A “dispersão de dados” – isto é, uma grandeza que supostamente pode ser “100” e também pode ser “2.000.000”, passa em branco.
“Eu não consigo aprovar um paper meu, um artigo meu, em qualquer revista com uma dispersão de dados dessa”, enfatiza Jabbour. Portanto, ele aponta, há “dois pesos e duas medidas” nessa questão dos dados chineses.
Os dados são algo muito fácil de ser manipulado, seja no capitalismo ou na periferia, observa o pesquisador. Agora, quando envolvem uma realidade em rápida transformação, novos esquemas de divisão social do trabalho, por exemplo, a urbanização de 225 milhões de pessoas em 10 anos, é muito difícil superestimar.
Jabbour faz menção a uma conversa com a amiga Flávia Vinhaes, que preside o Corecon-RJ, em que esta diz que “como funciona essa coisa de dados na China você sabe”. E que quando ele argumentou sobre a convergência dos dados do Banco Mundial, FMI e agência chinesa de Estatística, foi lembrado de que são as agências dos países que alimentam o Banco e o FMI.

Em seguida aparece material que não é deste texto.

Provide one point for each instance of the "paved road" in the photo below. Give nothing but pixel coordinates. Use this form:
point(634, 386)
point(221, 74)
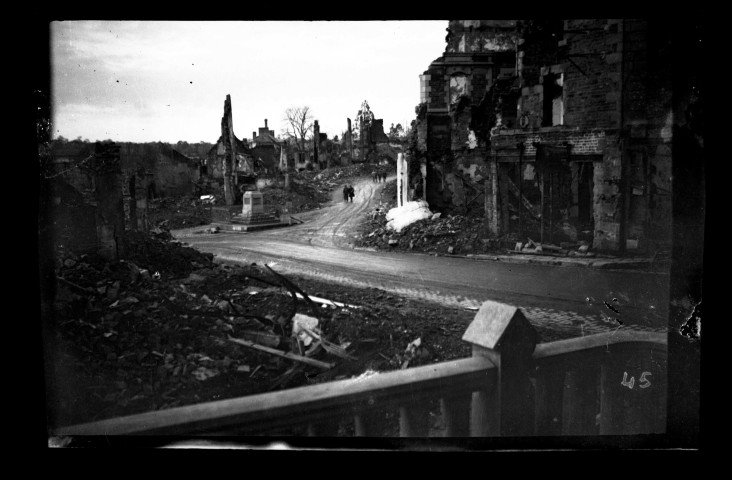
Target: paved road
point(586, 300)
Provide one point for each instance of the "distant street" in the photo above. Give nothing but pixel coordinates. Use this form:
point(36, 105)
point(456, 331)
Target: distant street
point(597, 299)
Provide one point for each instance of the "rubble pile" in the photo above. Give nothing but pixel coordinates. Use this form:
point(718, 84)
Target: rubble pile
point(310, 190)
point(184, 212)
point(167, 326)
point(450, 234)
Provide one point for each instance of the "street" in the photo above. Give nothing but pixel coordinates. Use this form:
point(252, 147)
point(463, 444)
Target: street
point(561, 296)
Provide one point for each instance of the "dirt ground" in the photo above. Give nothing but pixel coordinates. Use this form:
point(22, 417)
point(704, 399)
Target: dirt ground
point(154, 331)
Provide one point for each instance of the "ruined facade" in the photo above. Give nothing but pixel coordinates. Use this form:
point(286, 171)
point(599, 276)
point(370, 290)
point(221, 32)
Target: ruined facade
point(371, 134)
point(265, 149)
point(146, 170)
point(561, 127)
point(230, 159)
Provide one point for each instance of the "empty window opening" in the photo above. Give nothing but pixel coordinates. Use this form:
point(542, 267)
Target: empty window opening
point(553, 100)
point(458, 87)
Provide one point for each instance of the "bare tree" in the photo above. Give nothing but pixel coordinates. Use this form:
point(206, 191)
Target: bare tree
point(299, 122)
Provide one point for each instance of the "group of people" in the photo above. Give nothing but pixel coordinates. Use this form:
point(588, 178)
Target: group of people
point(348, 193)
point(378, 175)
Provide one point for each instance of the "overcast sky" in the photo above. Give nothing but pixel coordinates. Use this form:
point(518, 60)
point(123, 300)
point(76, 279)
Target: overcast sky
point(143, 81)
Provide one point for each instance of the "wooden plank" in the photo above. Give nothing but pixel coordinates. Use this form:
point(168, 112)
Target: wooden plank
point(301, 405)
point(549, 397)
point(323, 429)
point(369, 423)
point(485, 418)
point(456, 412)
point(617, 339)
point(287, 355)
point(413, 420)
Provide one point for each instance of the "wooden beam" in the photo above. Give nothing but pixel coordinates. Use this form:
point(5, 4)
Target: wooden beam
point(312, 404)
point(280, 353)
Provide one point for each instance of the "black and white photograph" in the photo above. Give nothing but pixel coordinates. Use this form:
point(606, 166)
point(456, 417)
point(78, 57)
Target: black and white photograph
point(372, 234)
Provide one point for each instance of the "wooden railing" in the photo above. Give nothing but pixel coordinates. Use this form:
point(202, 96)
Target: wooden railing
point(610, 383)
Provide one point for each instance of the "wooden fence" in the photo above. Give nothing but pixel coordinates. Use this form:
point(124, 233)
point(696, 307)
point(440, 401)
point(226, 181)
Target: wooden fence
point(609, 383)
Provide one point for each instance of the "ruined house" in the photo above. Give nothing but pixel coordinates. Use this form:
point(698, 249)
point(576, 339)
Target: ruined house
point(147, 170)
point(230, 159)
point(265, 149)
point(371, 134)
point(560, 128)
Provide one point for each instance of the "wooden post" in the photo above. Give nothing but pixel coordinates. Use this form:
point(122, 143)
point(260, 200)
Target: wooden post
point(413, 420)
point(369, 422)
point(549, 395)
point(579, 409)
point(503, 334)
point(456, 412)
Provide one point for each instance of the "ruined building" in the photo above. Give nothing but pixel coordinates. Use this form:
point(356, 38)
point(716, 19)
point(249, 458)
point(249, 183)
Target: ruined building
point(265, 149)
point(371, 133)
point(230, 159)
point(561, 129)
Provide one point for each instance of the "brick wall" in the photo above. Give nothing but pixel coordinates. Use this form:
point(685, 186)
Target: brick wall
point(438, 89)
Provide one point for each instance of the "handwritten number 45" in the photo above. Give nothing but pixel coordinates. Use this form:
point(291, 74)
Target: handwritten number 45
point(643, 382)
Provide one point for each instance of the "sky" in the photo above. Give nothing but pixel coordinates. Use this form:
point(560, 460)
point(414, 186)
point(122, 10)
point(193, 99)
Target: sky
point(148, 81)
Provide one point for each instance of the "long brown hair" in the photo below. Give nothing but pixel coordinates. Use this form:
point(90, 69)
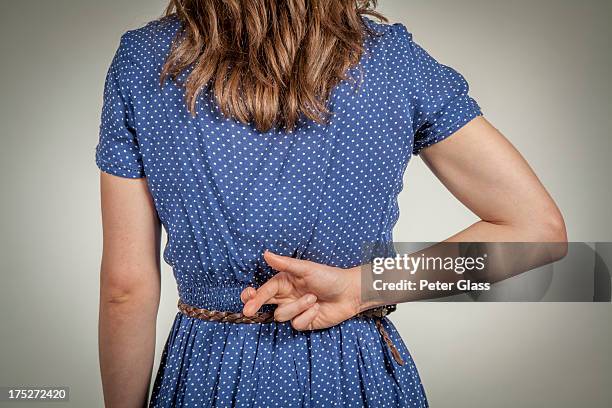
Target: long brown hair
point(267, 62)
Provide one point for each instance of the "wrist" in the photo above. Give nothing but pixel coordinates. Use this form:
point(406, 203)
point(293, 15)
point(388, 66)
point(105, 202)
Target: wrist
point(364, 295)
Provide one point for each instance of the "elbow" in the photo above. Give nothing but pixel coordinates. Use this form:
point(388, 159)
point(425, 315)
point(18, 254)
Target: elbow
point(551, 231)
point(552, 228)
point(126, 292)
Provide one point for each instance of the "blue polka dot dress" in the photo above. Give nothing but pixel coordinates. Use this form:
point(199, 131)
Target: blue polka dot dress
point(225, 192)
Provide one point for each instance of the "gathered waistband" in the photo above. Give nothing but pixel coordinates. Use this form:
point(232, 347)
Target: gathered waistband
point(223, 304)
point(225, 297)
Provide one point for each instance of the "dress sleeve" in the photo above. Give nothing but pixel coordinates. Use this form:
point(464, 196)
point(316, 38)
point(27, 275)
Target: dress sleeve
point(118, 151)
point(439, 96)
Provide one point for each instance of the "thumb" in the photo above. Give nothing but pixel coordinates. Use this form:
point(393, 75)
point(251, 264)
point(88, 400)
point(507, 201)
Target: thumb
point(293, 266)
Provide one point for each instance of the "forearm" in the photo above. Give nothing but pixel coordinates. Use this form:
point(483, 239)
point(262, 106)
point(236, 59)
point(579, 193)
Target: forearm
point(126, 347)
point(511, 249)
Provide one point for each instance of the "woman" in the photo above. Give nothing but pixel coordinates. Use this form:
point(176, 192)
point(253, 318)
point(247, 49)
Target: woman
point(270, 140)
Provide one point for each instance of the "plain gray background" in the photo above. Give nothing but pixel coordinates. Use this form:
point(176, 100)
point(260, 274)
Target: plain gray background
point(540, 71)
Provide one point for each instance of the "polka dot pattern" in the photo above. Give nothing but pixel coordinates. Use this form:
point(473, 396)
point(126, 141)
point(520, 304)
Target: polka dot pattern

Uma coisa óbvia que Jabbour admite, nunca tinha se dado conta. Mas cuja consequência é a percepção de que o Banco Mundial e o FMI efetivamente não estão no patamar em que são apresentados. Até porque eles apenas remodelam alguns dados, existe um padrão, a estatística é uma ciência, eles perseguem muita divergência e corrigem inconsistências com as regras internacionais e também com as regras dos países.
Ou seja, existe uma relação de coexistência e cordialidade do Banco Mundial, FMI e agências estatísticas dos países, de forma que dificilmente um dado altamente manipulado passa pelo crivo do Board.
Revelação que, como destaca o pesquisador, fechou “uma lacuna na minha cabeça”. Então ao perguntarem se os dados da China são confiáveis ou não, das duas, uma. Ou a China manipula dados e o FMI e o Banco Mundial corroboram [seriam comunistas?], ou os dados são respeitáveis, segundo essas instituições apresentadas no Ocidente como a estratosfera da verdade.
Elias Jabbour é professor dos Programas de Pós-Graduação em Ciências Econômicas e em Relações Internacionais da UERJ.